Antalya Büyükşehir Belediye Başkanı Muhittin Böcek’in tutuklanması, sadece bir yargı süreci değil, aynı zamanda siyasi ve idari etkileri olan bir gelişme olarak gündemdeki yerini koruyor. Tutuklama kararının, doğrudan Başkan Böcek’in değil, kamuoyuna yansıyan bilgilere göre oğlunun yürüttüğü bir ticari faaliyet üzerinden şekillendiği iddiası, tartışmaları daha da derinleştiriyor.
Söz konusu ticaretin detayları ve hukuki boyutu yargı mercilerinin değerlendirmesinde olsa da, bu sürecin Başkan Böcek’e doğrudan mal edilmesi ve sonrasında apar topar tutuklanması birçok çevrede “orantısız” bir yaklaşım olarak değerlendirildi. Net olan şu: Ortada bir iddia var ve bu iddia üzerinden hem bir yerel yönetici hem de onun temsil ettiği siyasi yapı ciddi şekilde yıpratılıyor.

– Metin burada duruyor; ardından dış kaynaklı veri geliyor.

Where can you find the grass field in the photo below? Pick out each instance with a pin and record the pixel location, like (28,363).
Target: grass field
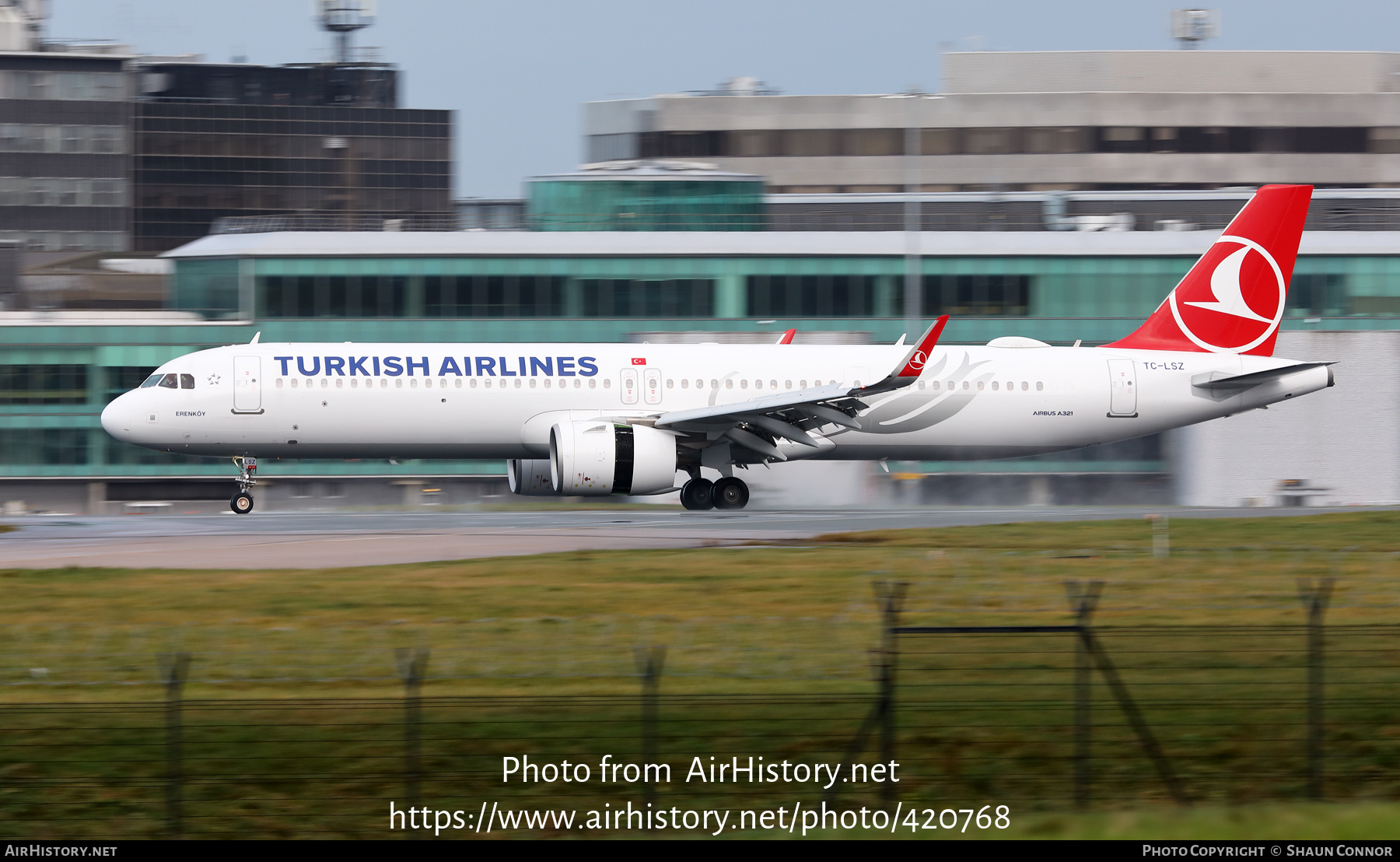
(535,654)
(768,618)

İşte tam da bu noktada, Antalya Büyükşehir Belediyesi’nde yönetimin devamlılığını sağlamak adına CHP Grup Sözcüsü Avukat Büşra Özdemir başkan vekilliğine seçildi. Bu gelişmeyle birlikte Özdemir, görevine kriz koşulları altında başladı.
Genç bir hukukçu olarak siyasi hayatına devam eden Özdemir’in önünde kolay bir süreç olmadığı açık. Belediye bünyesinde devam eden projeler, imza süreçlerinde yaşanan bürokratik tereddütler ve kamuoyundaki belirsizlik ortamı içinde yol almak ciddi bir sorumluluk.
Buna rağmen, gözlemler Büşra Özdemir’in görevine temkinli ve ölçülü bir yaklaşımla başladığını gösteriyor. Meclis oturumlarındaki sade ve sakin duruşu, üstlendiği sorumluluğu ciddiyetle taşıdığı izlenimi veriyor. Protokol temasları, belediye başkanlarıyla kurduğu ilişkiler ve ne oldum delisi olmadan takım çalışmasına verdiği önem, bu süreçte kendisine artı haneye yazılıyor.
Bu bir siyasi sınav.
Sadece Büşra Özdemir için değil, aynı zamanda Antalya Büyükşehir Belediyesi’nin kurumsal itibarı için de.
Eğer bu süreç dengeli bir şekilde yönetilirse, Özdemir’in siyasi geleceğinde yeni kapılar aralanabilir. Ancak unutulmaması gereken nokta şu: Böylesi zorlu süreçlerde sergilenen duruş, uzun vadede siyasi hafızada kalıcı olur.
Velhasıl kelam...
Büşra Özdemir’in şu ana kadarki en dikkat çeken yönlerinden biri ise, süreci yalnızlaştırıcı bir liderlik anlayışıyla değil, Başta Genel Sekreter Cansel Çevikol olmak üzere ekip çalışmasına dayalı, takım ruhunu önceleyen bir yaklaşımla yürütmesi.
Kriz anlarında bireysel vitrine oynamak yerine kolektif akla başvurmak, hem kamuoyunda güven inşa eder hem de yönetim kültürünün kurumsallaşmasına katkı sunar.
Şöyle ki
Antalya gibi büyük bir kentin yönetiminde bu tavrın, sadece bugüne değil, yarına da olumlu etkiler bırakacağını söylemek yanlış olmaz.